You know, one, a huge monumental landscape that he's swept us across.
And then in the other, very much from the earth looking up.
Still monumental, but he's reduced it to this sort of very small format, which makes it even more precious.
- What I'm really pleased to see today is that it's not just about execution.
He also has very, very intelligent choices.
That's an excellent composition.
- He talks about the black and the white and using those contrasts, but also the level of detail in the ripple of the water and the leaves on the trees.
I mean, the range of marks is extraordinary.
I mean, he really has got out of it as much as you could possibly get.
- I'm really, really pleased about being shortlisted.
And now I kind of feel like a wee kid in an exam room and I've got the horrible knot in my stomach, and yeah, it's...
I mean, it's great, it's exciting, but it's scary at the same time.

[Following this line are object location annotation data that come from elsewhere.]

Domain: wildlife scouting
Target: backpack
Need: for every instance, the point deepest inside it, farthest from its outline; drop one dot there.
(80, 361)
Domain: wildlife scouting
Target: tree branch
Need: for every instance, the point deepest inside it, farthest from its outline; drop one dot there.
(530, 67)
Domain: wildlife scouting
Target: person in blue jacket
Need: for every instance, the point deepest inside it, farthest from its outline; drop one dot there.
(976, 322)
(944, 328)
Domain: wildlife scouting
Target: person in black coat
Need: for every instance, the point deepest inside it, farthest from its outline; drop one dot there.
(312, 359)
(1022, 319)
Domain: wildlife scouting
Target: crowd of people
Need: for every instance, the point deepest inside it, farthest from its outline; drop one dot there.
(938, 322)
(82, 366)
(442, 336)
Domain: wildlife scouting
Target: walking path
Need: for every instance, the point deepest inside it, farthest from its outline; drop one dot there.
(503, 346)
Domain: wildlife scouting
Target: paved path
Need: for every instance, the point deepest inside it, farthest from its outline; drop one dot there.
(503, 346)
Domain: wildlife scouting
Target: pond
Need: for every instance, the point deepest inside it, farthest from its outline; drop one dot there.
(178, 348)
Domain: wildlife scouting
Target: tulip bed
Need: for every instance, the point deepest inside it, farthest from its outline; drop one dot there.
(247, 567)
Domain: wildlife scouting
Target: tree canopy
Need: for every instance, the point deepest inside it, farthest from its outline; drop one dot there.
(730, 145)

- [Joan] There's nothing monochrome about Kumar's, it's absolutely translucent, isn't it?
- I like his marks.
I think they're just very interesting ways of making light dance on the surface.

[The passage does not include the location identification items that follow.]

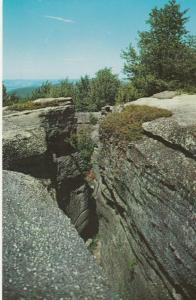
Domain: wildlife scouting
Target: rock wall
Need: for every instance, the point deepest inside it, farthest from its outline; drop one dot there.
(36, 142)
(146, 195)
(43, 255)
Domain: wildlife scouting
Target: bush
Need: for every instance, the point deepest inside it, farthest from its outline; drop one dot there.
(31, 105)
(126, 93)
(126, 126)
(92, 119)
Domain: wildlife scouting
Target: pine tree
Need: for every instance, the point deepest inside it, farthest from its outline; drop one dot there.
(167, 54)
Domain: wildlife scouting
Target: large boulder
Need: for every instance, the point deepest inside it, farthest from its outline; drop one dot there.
(30, 136)
(146, 195)
(43, 256)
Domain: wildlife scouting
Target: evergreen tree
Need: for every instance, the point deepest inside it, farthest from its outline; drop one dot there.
(167, 54)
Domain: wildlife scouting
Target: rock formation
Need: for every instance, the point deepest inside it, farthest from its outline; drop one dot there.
(146, 195)
(36, 142)
(43, 255)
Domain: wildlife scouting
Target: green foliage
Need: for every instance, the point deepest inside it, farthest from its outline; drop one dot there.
(83, 143)
(132, 264)
(92, 119)
(82, 95)
(9, 99)
(31, 105)
(167, 54)
(104, 88)
(47, 90)
(88, 94)
(127, 92)
(126, 126)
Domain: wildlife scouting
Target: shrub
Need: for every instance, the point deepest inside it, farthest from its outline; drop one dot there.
(92, 119)
(127, 125)
(126, 93)
(31, 105)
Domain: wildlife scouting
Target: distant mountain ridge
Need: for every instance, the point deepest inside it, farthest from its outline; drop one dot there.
(24, 88)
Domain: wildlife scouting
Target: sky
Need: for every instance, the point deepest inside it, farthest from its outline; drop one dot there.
(55, 39)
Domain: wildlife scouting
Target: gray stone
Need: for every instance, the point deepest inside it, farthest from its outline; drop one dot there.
(43, 256)
(165, 95)
(146, 195)
(29, 137)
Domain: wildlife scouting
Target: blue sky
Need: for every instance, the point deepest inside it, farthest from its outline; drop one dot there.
(53, 39)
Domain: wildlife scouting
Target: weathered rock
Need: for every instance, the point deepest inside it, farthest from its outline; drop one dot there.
(84, 123)
(146, 203)
(29, 137)
(73, 194)
(165, 95)
(36, 142)
(43, 256)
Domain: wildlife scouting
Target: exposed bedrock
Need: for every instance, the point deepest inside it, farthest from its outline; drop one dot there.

He's found a very efficient way of doing that.
- It's a scene you want to go into.
It's fascinating, the way that he's able to extract a sense of a place, and by giving us slightly less information, he allows us to kind of walk straight into the painting.
- It's interesting because you could fall into the trap that it's actually quite freeform and instinctive, which is actually, it's really a very controlled painting.
- He understands that it's not just about his relationship with the canvas.
It's also about other people's relationship with what's on the canvas and he's trying to construct something that is not so tight and so limited that it doesn't allow space for anyone else.
- It feels really good.
It hasn't really sunk in yet, but yeah, excited and all the other things that go with that.
- [Joan] What about Clark's work?
- What I really like about his paintings are there's something comfortable and traditional about them.
And then there are also these great surprises, and I feel like they help refocus and reemphasize certain bits.
- And that lovely slice on the right hand side that he's given us.
It pops forward, not just because of the lines on either side, but he's given the green of the grass a slightly deeper or brighter acidity, and look at the sky.
It's a completely different time of day.
- And the games, visual games he plays with the marks and how to create that incredible distance.
They're the games that enrich our viewing experience rather than being tricks.
And I think that you can see his mind at work as well, which I think it just makes for a very good painting.
- I'm relieved to a certain extent, and well, excited now.
Really excited.
Hope it's gonna happen, you know?
- Philip, Kumar, Clark.
After long and arduous discussion, the judges has decided which one of you will go through to the semifinal.
- Yes, the judges were very keen to point out that they felt this is the best top three that we've ever had on this program.
So well done for that.
However, they have selected a winner.
And the winner is... Philip Edwards.
(applause) - Yeah, it's all a bit mad.
My immediate reaction was wow, what an enormous compliment from the judges, cause you know, these guys know what they're talking about.
- Philip was our winner today because he made charcoal so much more than what you would expect.
It wasn't a sketch.
It was a completely beautifully formed work of art with this absolute extraordinary contrast between dark and light.
The composition was really innovative.
It told a brilliant story.
So for us, he's someone who's really, really interesting.
He's got the full package.
- It'll take me a while to process it all and let it all sink in.
But I just enjoyed it so much and I genuinely can't wait till the semifinal and I get to go through all this again, cause I had such a good time today.